Seven reasons you get sick while flying
With so many passengers in relatively close proximity to one another in the airport or on the aircraft, the risk of infectious disease transmission is certainly always a possibility.
Getting sick while traveling will undoubtedly put a huge damper on your vacation plans.
So, before boarding that next flight, remember some of the factors that may potentially contribute to illness while traveling and some key prevention tips and strategies.
Here are the common reasons you continue to fall ill while traveling:
Choosing the wrong seat.
Aisle or window seat? Which seat option do you think will increase your likelihood of getting sick?
Well, a study published in the Proceedings of the National Academy of Sciences earlier this year revealed that a window seat may indeed be the better seat choice to reduce your risk of coming in contact with germs and infectious pathogens.
It turns out that if you are seated in an aisle seat, you are more prone to come in closer proximity to other passengers walking through the aisles that may already be sick with various infections.
So, if aisle seats are typically your preference, you may want to give that option a second thought.
Staying seated the entire flight.
Be sure to avoid prolonged sitting during your next long flight. It’s imperative that you stand up and stretch your body throughout the course of the trip.
The longer you are seated, blood continues to pool in the lower extremities and may actually increase the likelihood of developing deep vein thromboses (DVTs), or blood clot formation in the veins of the legs.
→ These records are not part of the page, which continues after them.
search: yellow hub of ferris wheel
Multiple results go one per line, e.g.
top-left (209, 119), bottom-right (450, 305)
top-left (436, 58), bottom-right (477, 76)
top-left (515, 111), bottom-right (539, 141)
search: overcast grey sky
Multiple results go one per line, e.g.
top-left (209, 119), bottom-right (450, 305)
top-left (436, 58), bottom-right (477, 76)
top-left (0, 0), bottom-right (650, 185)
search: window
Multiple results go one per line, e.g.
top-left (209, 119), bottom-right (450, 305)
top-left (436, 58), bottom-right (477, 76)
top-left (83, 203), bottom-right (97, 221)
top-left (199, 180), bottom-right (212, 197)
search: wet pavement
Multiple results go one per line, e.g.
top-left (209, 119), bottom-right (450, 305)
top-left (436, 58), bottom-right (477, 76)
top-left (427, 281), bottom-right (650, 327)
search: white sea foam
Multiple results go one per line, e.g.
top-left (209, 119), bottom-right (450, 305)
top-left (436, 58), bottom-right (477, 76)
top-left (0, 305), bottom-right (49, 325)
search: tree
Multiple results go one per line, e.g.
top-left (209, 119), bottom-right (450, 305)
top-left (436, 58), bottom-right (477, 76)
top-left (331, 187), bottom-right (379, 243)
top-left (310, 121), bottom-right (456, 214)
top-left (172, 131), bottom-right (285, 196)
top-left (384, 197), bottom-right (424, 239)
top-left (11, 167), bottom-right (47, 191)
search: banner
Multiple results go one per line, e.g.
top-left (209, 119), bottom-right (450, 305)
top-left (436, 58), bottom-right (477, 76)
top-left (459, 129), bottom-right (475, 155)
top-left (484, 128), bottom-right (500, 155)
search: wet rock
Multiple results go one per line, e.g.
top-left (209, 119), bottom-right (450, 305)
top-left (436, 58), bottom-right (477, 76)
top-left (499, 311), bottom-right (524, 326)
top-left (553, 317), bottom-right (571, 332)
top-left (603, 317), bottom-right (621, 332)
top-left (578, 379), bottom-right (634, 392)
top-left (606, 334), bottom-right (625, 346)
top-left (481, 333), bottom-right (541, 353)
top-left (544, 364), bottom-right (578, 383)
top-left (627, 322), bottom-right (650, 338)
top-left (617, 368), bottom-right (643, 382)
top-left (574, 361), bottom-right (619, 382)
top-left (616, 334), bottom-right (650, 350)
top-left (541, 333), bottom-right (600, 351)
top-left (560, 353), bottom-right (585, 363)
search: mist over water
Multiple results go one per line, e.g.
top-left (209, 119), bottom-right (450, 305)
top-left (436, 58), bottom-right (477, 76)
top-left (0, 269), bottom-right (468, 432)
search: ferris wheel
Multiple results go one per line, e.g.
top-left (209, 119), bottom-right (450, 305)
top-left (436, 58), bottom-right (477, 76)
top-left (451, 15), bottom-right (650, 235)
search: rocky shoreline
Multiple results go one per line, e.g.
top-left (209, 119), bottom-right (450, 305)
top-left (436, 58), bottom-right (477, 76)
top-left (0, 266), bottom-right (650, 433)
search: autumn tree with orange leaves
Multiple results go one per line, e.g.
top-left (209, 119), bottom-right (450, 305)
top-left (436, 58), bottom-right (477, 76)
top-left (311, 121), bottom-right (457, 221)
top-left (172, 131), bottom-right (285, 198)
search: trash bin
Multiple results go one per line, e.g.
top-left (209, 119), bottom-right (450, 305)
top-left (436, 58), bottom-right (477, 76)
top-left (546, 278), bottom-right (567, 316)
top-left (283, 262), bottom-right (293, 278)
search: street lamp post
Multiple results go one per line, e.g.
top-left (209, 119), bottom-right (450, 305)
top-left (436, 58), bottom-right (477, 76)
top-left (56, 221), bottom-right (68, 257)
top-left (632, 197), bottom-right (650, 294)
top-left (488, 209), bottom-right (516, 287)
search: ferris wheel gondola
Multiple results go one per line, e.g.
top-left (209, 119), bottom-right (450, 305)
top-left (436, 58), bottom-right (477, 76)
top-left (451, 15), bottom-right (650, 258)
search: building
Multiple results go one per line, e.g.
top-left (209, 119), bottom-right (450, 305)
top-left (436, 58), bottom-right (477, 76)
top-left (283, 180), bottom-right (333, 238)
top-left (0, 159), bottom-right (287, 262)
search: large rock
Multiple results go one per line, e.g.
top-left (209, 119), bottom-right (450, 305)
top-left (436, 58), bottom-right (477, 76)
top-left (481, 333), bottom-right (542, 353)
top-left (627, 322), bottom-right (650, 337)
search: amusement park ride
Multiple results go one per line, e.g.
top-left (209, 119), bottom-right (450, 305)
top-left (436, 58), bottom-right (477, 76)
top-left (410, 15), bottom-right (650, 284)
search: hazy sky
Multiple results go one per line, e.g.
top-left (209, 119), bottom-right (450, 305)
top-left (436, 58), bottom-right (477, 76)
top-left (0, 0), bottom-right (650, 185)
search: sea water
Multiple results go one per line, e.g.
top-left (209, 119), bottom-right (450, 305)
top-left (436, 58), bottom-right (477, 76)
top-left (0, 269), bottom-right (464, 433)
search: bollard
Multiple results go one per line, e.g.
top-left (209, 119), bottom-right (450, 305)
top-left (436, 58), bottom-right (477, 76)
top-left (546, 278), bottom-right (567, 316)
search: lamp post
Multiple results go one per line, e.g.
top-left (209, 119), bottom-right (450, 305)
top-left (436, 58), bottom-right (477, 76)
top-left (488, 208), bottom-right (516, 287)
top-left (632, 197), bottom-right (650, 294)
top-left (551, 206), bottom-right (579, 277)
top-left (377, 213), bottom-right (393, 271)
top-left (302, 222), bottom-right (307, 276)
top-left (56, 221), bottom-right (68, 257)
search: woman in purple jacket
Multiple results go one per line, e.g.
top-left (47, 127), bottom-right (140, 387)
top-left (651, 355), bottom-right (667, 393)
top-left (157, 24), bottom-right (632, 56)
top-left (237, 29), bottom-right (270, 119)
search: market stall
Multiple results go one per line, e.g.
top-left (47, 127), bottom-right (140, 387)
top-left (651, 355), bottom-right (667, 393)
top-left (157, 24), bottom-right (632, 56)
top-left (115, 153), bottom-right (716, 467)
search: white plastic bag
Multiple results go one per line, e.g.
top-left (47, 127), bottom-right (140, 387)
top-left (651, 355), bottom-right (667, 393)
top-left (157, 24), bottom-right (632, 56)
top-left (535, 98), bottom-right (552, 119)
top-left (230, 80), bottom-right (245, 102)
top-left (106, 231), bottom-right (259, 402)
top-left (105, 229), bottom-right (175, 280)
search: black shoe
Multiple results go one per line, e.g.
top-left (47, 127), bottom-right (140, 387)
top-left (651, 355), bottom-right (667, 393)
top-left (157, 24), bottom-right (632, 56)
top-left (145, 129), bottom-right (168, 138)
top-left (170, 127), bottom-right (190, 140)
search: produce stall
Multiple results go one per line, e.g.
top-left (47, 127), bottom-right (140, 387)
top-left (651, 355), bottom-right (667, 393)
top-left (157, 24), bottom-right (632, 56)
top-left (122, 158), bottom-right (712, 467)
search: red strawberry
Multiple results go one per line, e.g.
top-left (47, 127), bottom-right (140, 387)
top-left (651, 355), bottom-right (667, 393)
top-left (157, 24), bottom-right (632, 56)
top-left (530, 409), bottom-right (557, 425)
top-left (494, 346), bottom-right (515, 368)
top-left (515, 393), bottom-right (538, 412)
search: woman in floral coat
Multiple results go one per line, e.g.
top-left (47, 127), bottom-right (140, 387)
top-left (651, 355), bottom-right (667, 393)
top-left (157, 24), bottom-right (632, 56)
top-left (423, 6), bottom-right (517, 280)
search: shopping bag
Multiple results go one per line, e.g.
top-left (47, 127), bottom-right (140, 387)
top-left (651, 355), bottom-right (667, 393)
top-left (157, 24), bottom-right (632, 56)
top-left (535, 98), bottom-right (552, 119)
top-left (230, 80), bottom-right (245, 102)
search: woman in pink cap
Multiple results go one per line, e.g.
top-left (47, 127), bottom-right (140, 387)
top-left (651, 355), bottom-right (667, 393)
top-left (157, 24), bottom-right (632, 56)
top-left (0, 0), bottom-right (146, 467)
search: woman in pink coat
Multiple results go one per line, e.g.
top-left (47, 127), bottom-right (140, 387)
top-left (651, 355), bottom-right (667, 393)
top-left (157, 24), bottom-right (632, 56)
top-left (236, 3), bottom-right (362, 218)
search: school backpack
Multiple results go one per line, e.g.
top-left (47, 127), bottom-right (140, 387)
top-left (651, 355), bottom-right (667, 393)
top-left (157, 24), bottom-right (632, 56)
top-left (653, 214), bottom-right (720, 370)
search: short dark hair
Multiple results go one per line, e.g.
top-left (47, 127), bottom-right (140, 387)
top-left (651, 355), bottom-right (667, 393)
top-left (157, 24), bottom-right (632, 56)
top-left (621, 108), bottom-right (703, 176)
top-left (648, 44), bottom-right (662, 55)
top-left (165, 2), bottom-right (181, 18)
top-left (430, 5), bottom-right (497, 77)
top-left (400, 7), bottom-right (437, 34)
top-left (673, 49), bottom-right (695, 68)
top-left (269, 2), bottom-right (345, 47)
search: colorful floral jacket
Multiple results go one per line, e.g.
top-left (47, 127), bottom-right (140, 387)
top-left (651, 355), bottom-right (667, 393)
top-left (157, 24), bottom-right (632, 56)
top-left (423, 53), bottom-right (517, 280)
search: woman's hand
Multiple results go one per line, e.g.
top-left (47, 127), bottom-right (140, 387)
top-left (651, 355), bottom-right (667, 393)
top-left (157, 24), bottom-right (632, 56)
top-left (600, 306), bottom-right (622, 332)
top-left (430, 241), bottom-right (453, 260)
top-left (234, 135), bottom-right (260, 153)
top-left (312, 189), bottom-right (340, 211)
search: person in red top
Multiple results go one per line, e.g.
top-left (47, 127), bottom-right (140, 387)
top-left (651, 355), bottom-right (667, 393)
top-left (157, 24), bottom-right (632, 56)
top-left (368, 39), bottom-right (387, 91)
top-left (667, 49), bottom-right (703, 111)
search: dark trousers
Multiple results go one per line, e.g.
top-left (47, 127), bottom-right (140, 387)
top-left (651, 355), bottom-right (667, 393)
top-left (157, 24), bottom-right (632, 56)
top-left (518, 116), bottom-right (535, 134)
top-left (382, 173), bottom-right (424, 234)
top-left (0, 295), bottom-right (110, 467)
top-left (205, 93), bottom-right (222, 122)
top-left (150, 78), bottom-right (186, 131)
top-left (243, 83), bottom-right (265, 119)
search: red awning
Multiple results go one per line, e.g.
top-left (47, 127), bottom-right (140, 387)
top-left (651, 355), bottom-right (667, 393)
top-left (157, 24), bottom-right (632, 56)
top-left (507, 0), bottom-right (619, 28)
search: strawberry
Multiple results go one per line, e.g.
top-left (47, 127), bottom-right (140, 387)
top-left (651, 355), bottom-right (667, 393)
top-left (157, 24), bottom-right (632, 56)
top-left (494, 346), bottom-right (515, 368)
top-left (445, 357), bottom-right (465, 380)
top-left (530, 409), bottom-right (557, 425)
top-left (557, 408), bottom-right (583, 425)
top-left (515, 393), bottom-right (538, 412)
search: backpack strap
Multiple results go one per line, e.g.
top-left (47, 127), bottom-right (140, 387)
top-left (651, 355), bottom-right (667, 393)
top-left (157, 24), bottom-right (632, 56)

Focus on your leg stretches and exercises while in flight.
You are drinking too much alcohol.
We all want to unwind during a long international flight, but do not over do it with the alcoholic beverages.
These drinks may have somewhat of a diuretic effect and can contribute to dehydration.
Additionally, at very high altitudes the air already tends to be quite dry, so you really must make the effort to stay hydrated and drink plenty of water during your flight.
Severe dehydration can be linked to certain symptoms such as dizziness, generalized malaise, and even heart palpitations.
Touching too many unclean surfaces.
The dirtiest locations inside an aircraft may actually come as a surprise to you.
A study on airline hygiene conducted by Travelmath.com, found that the surface of tray tables were actually even dirtier than the toilets on the airplane!
Yes, the same table that your food is served on may be a nidus for bacteria and viruses to thrive.
So, bring some disinfectant wipes to clean your tray table and try to limit contact with that surface.
In regards to the cleanliness of some airplane bathrooms, well, let’s just say that not everyone upholds the same hygiene standards during a flight. E. coli is a pathogen that can easily be spread in airplane bathrooms and may actually thrive on an airplane toilet handle for up to 48 hours, according to a study from Auburn University.
While in the bathroom of the plane, refrain from touching the toilet handles, faucets, and bathroom door handles with your bare hands.
Instead use a napkin, tissue, or any other barrier so you are not coming into direct contact with these surfaces.
You forgot to take your home medications
If you have a chronic medical condition such as diabetes or hypertension for which you are on medication, you should continue to take those medications as prescribed by your doctor even while traveling.
Often times when someone is in vacation mode, they sometimes ignore and skip doses of important meds thinking it is not a big deal to stop their medication temporarily.
Medication compliance is key in helping manage many chronic medical problems.
You didn’t come prepared for motion sickness
The mechanism mediating motion sickness is not fully understood.
But, it in part occurs when the brain gets contradictory signals from both the visual and vestibular system resulting in a constellation of uncomfortable symptoms.
While flying, one may start experiencing extreme nausea and vomiting or even feelings of generalized malaise, especially if there is turbulence in flight.
If you have a known history of motion sickness, come prepared for your flight.
Pack some ginger candy, fresh ginger, or ginger tea that may help alleviate some of your symptoms.
The phenols contained in ginger may actually help curb symptoms of nausea and motion sickness.
Don’t allow illness to ruin your next trip! Stick to some basic hygiene tips and good habits to make your next flight more enjoyable.